Crossing the abyss: asynchronous signals in a synchronous world
Only the most elementary logic circuits use a single clock. Most data-movement applications, including disk-drive controllers, CDROM/DVD controllers, modems, network interfaces, and network processors, bear inherent challenges moving data across multiple clock domains. When signals travel from one clock domain to another, the signal appears to be asynchronous in the new clock domain.
In modern IC, ASIC, and FPGA designs, engineers have many software programs to help them create million-gate circuits, but these programs do not solve the problem of signal synchronization.
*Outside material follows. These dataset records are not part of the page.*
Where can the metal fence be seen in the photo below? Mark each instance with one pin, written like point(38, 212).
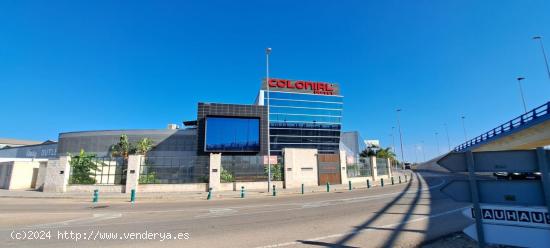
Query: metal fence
point(248, 169)
point(98, 170)
point(382, 166)
point(172, 170)
point(362, 168)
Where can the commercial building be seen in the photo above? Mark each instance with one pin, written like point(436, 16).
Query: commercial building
point(229, 143)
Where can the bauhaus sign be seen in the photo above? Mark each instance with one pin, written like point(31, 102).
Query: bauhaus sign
point(302, 86)
point(522, 216)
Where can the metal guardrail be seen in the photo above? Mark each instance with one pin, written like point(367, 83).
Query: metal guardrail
point(509, 126)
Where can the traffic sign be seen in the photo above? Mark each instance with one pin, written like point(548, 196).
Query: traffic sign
point(494, 161)
point(520, 192)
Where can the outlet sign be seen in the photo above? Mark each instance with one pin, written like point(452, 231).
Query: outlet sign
point(520, 216)
point(303, 86)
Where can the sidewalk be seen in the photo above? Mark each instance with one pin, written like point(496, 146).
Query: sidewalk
point(200, 195)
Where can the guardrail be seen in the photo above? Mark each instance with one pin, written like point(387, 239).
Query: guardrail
point(509, 126)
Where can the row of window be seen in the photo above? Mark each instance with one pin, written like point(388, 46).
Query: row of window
point(304, 132)
point(303, 118)
point(298, 139)
point(305, 97)
point(304, 111)
point(305, 104)
point(297, 125)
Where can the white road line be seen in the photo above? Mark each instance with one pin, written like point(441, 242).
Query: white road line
point(365, 230)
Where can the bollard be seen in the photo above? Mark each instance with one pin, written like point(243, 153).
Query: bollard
point(96, 196)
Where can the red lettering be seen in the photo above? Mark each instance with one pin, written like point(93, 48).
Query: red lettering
point(289, 84)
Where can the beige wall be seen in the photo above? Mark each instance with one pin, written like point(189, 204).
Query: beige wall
point(18, 174)
point(300, 166)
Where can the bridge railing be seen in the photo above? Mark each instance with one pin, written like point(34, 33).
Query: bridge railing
point(522, 120)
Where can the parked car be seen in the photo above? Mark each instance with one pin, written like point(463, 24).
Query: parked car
point(518, 175)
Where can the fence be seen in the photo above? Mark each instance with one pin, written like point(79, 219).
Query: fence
point(362, 168)
point(173, 170)
point(98, 170)
point(382, 166)
point(248, 169)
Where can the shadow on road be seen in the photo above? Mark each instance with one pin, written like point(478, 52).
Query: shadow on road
point(412, 196)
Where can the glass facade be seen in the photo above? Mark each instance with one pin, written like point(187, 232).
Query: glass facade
point(304, 121)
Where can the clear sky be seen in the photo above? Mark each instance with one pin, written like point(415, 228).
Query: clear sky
point(88, 65)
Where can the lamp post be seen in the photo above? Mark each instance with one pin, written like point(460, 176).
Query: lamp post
point(393, 139)
point(267, 52)
point(521, 93)
point(448, 139)
point(543, 54)
point(464, 127)
point(400, 136)
point(437, 142)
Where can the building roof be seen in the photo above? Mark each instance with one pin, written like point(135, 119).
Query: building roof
point(18, 142)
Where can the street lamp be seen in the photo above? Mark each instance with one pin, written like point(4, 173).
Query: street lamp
point(267, 52)
point(543, 54)
point(448, 139)
point(437, 142)
point(393, 139)
point(464, 127)
point(521, 93)
point(400, 136)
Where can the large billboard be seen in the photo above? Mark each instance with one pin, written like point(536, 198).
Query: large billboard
point(232, 134)
point(302, 86)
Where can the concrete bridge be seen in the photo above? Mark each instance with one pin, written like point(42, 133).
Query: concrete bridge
point(527, 131)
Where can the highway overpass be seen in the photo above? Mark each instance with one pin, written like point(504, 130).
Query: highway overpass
point(527, 131)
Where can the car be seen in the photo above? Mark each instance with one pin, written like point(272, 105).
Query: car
point(518, 175)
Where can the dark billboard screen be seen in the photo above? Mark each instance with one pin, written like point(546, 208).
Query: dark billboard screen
point(230, 134)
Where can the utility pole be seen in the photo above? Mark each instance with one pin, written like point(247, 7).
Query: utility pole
point(400, 136)
point(543, 54)
point(267, 52)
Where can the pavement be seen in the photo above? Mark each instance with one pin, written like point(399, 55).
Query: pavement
point(402, 215)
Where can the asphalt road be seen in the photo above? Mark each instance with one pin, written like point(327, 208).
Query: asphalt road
point(394, 216)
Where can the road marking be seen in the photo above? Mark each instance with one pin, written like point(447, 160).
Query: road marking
point(336, 202)
point(337, 235)
point(86, 220)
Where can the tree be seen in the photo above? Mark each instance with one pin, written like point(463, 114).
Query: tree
point(143, 146)
point(123, 148)
point(82, 166)
point(386, 153)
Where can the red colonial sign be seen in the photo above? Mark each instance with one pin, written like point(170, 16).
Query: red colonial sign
point(320, 88)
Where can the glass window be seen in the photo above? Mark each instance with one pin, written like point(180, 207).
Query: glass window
point(303, 118)
point(307, 111)
point(232, 134)
point(277, 102)
point(307, 97)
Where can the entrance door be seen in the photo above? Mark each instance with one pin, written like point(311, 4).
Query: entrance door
point(329, 168)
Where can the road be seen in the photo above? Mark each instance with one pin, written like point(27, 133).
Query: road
point(393, 216)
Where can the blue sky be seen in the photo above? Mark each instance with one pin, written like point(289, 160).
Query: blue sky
point(85, 65)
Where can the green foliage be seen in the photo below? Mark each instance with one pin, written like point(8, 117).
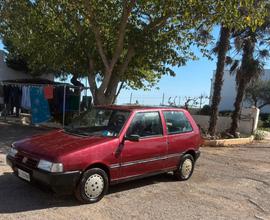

It is up to the designer to know reliable design techniques that reduce the risk of failure for circuits communicating across clock domains.
The first step in managing multiclock designs is to understand the problem of signal stability. When a signal crosses a clock domain, it appears to the circuitry in the new clock domain as an asynchronous signal. The circuit that receives this signal needs to synchronize it. Synchronization prevents the metastable state of the first storage element (flip-flop) in the new clock domain from propagating through the circuit.
Metastability is the inability of a flip-flop to arrive at a known state in a specific amount of time. When a flip-flop enters a metastable state, you can predict neither the element's output voltage level nor when the output will settle to a correct voltage level. During this settling time, the flip-flop's output is at some intermediate voltage level or may oscillate and can cascade the invalid output level to flip-flops farther down the signal path.
The input must be stable during a small window of time around the active edge of the clock for any flip-flop. This window of time is a function of the design of the flip-flop, the implementation technology, operating conditions, and the load on the output for outputs that are not buffered. Sharp edge rates on the input signal minimize the window. More windows of vulnerability arise as the clock frequency increases, and the probability of hitting the window increases as the data frequency increases.
FPGA manufacturers and IC foundries qualify their flip-flops and determine their characteristics. "MTBF" (mean time between failures) describes the metastability characteristic of a flip-flop using statistics to determine the probability of a flip-flop's failure. Manufacturers base the MTBF in part on the length of the time window during which a change in the input signal causes the flip-flop to become unstable. In addition, MTBF calculation uses the frequency of the input signal and the frequency of the clock driving the flip-flop.
Each type of flip-flop in an ASIC or FPGA library has timing requirements to help you determine the window of vulnerability. "Setup time" describes the time an input signal to a flip-flop must be stable before the clock edge. "Hold time" is the time the signal must remain stable after the clock edge. These specifications are usually conservative to account for all the possible variations in supply voltage, operating temperature, signal quality, and fabrication. If a design meets these timing requirements, the possibility is negligible that the flip-flop will fail.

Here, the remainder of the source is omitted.